2023: APC risks exclusion from Akwa-Ibom governorship election-INEC
2023: APC risks exclusion from Akwa-Ibom governorship election-INEC
The Independent National Electoral Commission (INEC) has said that its officials did not monitor any primary organised by the All Progressives Congress (APC) in Akwa Ibom state.
According to TheCable report , Mike Igini, resident electoral commissioner (REC) for Akwa Ibom, disclosed this in a report dated May 27, 2022, and submitted to the commission on the conduct of primaries in the state.
“We wish to report that the APC governorship primary scheduled to hold on Thursday, May 26, 2022, at the Sheergrace Arena, Nsikak Eduok Avenue, Uyo, did not hold because the APC primary election committee did not come to the venue and did not hold the primary in any other venue monitored by the commission,” the report reads.
“The Resident Electoral Commissioner, the Commissioner of Police and the State INEC Monitoring Committee were present at the venue for the duration earlier stated, but left at about 10:30pm after the Chairman of the Primary Election Committee notified the REC on phone that they would not come to the venue.
“Equally, the APC State Chapter Executives and the entire State Delegates were at the venue but the primary election did not hold because of the failure or refusal of the primary election committee to come to the designated venue.”
With the June 9 deadline for primaries now gone, the implication is that APC has no candidate for the 2023 governorship election in Akwa Ibom.
Speaking to journalists on Saturday, Igini said the commission was later informed of another primary which held at a different venue, but added that INEC officials didn’t monitor the exercise.
“It is not INEC that conducts party primaries. We only monitor. It is the APC that said they could not do the primary, so we said okay. By the time we woke up in the morning, they said at some location, they have done governorship primary. We are not aware of it; we didn’t monitor it,” he said.
“Having said they have done so, we are required to write our report.

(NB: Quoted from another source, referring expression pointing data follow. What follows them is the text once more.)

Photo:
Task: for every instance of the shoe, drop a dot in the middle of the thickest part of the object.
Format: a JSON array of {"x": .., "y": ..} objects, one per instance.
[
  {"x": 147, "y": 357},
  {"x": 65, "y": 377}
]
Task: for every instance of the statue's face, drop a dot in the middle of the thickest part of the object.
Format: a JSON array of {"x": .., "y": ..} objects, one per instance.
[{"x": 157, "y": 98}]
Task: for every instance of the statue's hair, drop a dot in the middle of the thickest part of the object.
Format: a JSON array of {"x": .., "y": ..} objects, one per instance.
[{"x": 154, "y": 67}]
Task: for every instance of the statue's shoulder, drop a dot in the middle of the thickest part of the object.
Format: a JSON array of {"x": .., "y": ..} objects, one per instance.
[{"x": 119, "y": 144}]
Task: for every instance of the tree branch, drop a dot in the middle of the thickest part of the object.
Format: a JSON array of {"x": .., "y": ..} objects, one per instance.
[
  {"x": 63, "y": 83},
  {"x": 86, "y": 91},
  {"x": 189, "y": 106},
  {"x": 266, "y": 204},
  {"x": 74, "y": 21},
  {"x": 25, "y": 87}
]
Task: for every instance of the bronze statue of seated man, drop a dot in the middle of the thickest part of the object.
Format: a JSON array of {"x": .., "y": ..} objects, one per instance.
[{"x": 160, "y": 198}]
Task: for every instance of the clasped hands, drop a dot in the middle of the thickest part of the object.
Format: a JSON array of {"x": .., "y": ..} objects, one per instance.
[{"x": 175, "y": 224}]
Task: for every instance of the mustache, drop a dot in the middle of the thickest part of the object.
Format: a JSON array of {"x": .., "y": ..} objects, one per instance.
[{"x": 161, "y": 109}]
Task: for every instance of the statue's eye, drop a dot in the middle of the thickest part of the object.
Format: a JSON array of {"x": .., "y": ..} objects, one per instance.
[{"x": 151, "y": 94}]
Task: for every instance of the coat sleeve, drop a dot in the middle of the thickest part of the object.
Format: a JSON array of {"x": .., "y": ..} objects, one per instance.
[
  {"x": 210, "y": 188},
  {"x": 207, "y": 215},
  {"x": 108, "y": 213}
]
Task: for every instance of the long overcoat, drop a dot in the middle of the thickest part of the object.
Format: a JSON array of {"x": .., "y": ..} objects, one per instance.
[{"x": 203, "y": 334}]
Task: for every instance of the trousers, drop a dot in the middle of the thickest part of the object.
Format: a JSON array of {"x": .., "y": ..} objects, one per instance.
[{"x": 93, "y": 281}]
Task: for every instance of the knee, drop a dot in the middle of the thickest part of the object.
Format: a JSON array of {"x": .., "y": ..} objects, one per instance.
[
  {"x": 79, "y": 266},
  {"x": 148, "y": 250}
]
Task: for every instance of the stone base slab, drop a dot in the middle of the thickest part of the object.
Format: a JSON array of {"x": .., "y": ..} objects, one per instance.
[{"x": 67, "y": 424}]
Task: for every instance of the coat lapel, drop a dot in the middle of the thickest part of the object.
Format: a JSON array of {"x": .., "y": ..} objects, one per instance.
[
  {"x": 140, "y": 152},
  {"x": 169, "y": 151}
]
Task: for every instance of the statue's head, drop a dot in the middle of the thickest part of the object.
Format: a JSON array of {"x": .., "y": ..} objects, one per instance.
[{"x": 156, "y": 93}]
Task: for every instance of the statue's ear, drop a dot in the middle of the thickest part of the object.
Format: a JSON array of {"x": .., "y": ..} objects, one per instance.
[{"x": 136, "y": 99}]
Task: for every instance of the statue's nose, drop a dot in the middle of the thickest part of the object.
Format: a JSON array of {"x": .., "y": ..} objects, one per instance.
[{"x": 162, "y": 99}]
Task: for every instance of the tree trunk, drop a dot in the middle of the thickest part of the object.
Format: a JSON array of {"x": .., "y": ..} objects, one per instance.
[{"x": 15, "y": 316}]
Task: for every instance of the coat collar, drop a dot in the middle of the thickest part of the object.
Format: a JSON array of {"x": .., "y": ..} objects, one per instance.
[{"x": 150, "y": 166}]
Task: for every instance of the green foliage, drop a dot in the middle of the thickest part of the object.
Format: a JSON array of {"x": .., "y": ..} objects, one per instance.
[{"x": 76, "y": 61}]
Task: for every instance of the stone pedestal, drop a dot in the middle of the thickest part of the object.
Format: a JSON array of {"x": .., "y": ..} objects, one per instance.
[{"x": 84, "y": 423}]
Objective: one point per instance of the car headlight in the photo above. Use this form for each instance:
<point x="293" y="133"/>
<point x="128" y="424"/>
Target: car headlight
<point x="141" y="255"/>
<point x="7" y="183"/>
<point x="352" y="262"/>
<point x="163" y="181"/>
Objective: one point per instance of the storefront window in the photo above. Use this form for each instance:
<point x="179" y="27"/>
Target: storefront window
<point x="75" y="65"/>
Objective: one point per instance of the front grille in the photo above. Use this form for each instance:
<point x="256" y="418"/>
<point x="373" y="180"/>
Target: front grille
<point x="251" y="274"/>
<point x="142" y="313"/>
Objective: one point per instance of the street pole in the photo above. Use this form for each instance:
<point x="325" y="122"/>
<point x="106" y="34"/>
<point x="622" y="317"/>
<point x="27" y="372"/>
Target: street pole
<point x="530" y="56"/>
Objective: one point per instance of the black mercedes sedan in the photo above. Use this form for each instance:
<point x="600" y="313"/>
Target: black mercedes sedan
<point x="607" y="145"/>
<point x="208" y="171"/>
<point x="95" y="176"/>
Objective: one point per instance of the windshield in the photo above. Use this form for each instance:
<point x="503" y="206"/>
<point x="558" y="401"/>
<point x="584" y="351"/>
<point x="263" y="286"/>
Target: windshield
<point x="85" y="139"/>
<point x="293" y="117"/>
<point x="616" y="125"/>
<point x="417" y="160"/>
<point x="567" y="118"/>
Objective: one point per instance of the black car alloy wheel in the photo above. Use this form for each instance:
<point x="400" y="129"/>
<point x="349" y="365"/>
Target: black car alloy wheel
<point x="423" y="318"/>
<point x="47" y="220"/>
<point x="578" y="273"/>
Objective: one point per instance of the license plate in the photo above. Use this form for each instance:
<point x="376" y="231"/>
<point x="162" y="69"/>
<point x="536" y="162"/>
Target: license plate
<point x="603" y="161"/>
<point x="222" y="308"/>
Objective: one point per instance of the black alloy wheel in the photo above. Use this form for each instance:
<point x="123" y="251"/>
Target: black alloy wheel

That report is what we wrote and submitted to Abuja.”
According to the report, despite the “multitude of delegates” present at the Sheergrace Arena, the APC election committee said they would not conduct the exercise there.
After hours of back-and-forth over which venue was the approved place for the exercise, the APC primary election panel was said to have eventually gone to one Obot street venue for the primary.
Akan Udofia, who recently defected to the APC from the Peoples Democratic Party (PDP), was announced as the party’s governorship candidate on May 27 — but INEC maintained that its officials didn’t monitor that exercise.
The development comes amid leadership crisis in the party over factions loyal to Godswill Akpabio, former minister of Niger Delta affairs, and John Akpanudoedehe, former national secretary of the APC caretaker committee.
In October 2021, parallel congresses were held in the state, which produced two sets of executives — one led by Stephen Ntukekpo and the other by Austin Ekanem, with the former said to be loyal to Akpabio, and the latter backed by Akpanudoedehe.
In February 2022, when Abubakar Sani Bello, Niger governor, took over as acting national chairman of the caretaker committee, Ekanem was sworn in as the party’s state chairman.
Shortly after, a federal high court in Abuja nullified the swearing-in of Ekanem and recognised Ntukekpo as the party chairman.
Following the development, Akpanudoedehe filed a suit seeking a stay of execution and he also appealed the judgment.
However, in April 2022, Abdullahi Adamu, APC national chairman, swore in Ntukekpo as the chairman of the party in Akwa Ibom, despite an appeal court ruling ordering the parties involved to maintain status quo pending determination of the matter.
Meanwhile, Akpanudoedehe, who had also sought the party’s governorship ticket, has dumped the APC and is now the governorship candidate of the New Nigeria Peoples Party (NNPP).